Mãe faz exame de DNA para ajudar na busca por crianças desaparecidas
Clarisse Cardoso, mãe de Ágatha Isabelly, 6 anos, e Allan Michael, 4 anos, entregou material genético à Polícia Federal nesta quarta-feira (9/9) para auxiliar nas buscas pelas crianças desaparecidas em Bacabal, Maranhão, há oito meses. O DNA será comparado com o de uma criança encontrada nos Estados Unidos, que pode ser o Allan, informou a advogada da família, Nathaly Moraes.
A coleta de material aconteceu durante uma reunião na sede da Polícia Federal em São Luís, com a participação da Interpol, que abriu um processo de cooperação internacional para ajudar encontrar os irmãos. A expectativa é que o perfil genético de Clarisse seja cruzado com o da criança localizada nos Estados Unidos para confirmar se é o Allan.
O desaparecimento das crianças ocorreu em 4 de janeiro, na comunidade quilombola São Sebastião dos Pretos, em Bacabal. Os irmãos saíram para brincar e se perderam em uma área de mata. Equipes da Marinha do Brasil e outras forças fizeram buscas por terra, água e ar, mas não encontraram vestígios.
A polícia descartou a possibilidade de afogamento ou ataque de animais, e a hipótese de sequestro passou a ser considerada. Até o momento, Ágatha e Allan continuam desaparecidos, e o paradeiro deles é desconhecido.
Segundo a advogada Nathaly Moraes, o material genético coletado anteriormente na casa de Clarisse não foi inserido em bancos de dados internacionais para identificação.

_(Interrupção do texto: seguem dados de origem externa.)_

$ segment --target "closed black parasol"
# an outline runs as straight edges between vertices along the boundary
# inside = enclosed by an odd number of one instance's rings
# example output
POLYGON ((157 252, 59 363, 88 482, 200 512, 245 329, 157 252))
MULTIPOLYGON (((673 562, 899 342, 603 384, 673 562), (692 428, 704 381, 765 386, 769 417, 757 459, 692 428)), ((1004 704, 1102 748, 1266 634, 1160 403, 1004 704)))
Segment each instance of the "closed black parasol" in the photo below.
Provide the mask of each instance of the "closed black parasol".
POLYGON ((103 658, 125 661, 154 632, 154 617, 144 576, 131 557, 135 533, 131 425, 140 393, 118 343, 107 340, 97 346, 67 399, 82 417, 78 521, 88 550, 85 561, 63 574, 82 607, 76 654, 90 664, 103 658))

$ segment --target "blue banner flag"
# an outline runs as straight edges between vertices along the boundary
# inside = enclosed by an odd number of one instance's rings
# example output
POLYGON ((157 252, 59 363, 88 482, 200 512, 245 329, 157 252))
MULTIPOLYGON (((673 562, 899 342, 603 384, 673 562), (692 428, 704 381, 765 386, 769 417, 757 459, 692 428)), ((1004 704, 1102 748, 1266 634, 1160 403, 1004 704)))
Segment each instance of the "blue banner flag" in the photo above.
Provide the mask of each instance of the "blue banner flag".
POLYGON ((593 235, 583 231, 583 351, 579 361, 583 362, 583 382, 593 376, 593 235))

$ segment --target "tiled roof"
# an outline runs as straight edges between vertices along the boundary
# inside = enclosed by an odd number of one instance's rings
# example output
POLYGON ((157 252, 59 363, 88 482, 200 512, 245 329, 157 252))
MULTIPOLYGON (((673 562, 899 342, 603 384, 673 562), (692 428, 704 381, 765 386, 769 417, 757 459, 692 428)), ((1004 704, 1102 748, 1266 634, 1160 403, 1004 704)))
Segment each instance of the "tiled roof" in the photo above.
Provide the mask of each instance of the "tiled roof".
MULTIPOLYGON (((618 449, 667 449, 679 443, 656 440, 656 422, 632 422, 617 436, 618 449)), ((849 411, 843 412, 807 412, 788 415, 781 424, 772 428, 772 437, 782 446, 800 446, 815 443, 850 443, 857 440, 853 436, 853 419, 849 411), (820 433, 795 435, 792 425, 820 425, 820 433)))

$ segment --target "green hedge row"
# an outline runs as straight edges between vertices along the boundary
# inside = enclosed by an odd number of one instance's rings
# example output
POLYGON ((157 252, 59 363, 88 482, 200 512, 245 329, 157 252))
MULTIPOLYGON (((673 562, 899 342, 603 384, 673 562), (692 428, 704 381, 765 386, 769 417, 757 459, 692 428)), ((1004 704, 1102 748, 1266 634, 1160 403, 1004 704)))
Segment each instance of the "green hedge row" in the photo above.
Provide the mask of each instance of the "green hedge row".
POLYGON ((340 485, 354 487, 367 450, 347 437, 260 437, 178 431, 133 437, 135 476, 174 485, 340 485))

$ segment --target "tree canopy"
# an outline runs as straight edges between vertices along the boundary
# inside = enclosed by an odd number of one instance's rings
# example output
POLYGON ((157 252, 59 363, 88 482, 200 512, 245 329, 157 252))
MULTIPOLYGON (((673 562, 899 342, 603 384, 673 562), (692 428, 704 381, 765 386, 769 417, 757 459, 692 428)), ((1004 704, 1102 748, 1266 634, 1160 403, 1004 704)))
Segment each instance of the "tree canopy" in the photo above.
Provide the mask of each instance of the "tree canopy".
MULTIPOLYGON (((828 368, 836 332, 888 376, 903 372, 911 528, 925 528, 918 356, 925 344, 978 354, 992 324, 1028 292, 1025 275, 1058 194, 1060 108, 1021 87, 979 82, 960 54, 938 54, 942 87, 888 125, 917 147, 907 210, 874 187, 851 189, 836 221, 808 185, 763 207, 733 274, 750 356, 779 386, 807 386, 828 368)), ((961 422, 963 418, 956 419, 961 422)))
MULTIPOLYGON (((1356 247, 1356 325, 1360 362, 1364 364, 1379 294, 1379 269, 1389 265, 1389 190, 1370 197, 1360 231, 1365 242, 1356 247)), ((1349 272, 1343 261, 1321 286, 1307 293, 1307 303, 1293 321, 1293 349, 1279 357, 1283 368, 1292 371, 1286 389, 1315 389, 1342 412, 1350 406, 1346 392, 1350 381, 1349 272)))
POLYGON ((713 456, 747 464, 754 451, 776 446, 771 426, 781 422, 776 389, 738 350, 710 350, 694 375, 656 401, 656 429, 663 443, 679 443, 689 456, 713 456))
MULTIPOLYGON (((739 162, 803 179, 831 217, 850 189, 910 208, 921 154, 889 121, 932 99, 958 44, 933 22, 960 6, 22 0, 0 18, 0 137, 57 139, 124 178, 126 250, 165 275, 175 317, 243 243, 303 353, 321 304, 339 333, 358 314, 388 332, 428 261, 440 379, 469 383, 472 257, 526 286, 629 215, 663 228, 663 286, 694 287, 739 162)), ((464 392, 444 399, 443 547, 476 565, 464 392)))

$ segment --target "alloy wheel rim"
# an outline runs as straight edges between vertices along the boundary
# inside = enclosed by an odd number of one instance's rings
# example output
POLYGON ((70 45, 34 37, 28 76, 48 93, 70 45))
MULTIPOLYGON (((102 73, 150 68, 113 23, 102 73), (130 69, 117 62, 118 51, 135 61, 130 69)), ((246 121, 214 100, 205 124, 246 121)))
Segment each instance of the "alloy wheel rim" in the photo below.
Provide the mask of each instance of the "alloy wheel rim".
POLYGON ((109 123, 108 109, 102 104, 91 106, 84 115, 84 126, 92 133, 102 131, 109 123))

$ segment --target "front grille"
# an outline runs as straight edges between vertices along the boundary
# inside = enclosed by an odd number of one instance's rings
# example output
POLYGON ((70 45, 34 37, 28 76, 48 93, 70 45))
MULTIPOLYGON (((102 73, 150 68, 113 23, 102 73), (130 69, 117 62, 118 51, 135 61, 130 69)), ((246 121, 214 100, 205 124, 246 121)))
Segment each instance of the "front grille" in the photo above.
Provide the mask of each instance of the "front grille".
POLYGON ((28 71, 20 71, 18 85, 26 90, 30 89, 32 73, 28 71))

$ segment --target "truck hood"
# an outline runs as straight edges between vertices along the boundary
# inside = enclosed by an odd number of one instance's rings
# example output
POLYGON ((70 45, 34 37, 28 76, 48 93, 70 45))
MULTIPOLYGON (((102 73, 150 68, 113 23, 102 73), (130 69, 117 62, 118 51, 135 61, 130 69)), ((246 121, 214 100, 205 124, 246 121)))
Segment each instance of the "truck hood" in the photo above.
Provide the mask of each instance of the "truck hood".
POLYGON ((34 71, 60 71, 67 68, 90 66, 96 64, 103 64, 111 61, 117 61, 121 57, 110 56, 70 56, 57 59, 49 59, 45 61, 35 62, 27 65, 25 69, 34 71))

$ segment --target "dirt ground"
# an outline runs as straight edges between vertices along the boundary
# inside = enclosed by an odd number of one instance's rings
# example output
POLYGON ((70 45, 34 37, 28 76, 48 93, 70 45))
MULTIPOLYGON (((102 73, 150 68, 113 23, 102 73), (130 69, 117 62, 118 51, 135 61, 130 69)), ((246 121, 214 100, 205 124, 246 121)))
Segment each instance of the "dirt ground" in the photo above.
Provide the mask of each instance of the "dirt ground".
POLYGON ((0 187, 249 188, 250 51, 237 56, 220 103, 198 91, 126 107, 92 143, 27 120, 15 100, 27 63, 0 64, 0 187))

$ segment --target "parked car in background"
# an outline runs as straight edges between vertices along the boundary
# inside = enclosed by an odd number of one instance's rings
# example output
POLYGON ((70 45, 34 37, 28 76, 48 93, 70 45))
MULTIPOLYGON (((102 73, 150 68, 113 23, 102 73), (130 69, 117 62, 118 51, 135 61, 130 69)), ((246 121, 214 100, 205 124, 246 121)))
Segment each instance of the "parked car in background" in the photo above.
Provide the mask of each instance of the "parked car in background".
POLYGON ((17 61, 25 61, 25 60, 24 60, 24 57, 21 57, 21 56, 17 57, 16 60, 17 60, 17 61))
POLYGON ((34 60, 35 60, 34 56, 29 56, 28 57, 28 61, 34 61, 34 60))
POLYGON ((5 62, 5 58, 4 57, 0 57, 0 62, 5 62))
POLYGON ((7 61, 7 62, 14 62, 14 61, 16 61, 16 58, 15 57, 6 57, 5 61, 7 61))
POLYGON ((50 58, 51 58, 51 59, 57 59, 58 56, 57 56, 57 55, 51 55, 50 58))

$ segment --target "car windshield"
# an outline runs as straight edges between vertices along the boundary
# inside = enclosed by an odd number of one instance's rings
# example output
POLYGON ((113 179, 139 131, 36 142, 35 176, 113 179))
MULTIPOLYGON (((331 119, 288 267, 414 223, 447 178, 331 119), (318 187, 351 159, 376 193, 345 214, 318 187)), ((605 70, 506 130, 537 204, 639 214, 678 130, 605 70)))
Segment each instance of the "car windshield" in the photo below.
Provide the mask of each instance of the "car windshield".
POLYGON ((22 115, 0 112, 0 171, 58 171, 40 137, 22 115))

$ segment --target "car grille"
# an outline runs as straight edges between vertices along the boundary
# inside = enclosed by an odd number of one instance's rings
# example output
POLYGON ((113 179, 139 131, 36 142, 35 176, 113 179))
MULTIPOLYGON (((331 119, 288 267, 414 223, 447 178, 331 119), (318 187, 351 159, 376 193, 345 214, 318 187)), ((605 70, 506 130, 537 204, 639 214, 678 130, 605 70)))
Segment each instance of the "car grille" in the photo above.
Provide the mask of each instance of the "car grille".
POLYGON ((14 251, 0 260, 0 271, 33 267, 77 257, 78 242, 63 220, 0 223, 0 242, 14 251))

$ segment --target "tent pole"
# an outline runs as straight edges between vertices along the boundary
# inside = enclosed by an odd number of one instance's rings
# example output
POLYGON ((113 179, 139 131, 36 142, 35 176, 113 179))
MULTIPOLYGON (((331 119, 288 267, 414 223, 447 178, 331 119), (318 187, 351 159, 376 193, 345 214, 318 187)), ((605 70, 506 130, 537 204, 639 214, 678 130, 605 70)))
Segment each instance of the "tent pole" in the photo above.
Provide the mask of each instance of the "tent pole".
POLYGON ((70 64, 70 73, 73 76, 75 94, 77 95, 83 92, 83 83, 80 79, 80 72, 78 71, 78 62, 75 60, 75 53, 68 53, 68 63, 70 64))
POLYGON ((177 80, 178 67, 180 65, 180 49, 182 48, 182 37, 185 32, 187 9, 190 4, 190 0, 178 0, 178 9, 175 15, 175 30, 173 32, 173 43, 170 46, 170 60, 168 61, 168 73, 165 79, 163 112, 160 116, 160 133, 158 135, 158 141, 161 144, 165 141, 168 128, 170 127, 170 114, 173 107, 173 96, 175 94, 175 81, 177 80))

A atuação da Interpol deve inserir as informações nos sistemas globais, incluindo avisos amarelo e azul, para auxiliar na localização das crianças.
Clarisse Cardoso está ansiosa e esperançosa com a possibilidade de reencontrar os filhos. Ela afirmou reconhecer, nas imagens divulgadas da criança encontrada nos Estados Unidos, traços semelhantes aos de Allan, reforçando sua fé de que os filhos estejam vivos.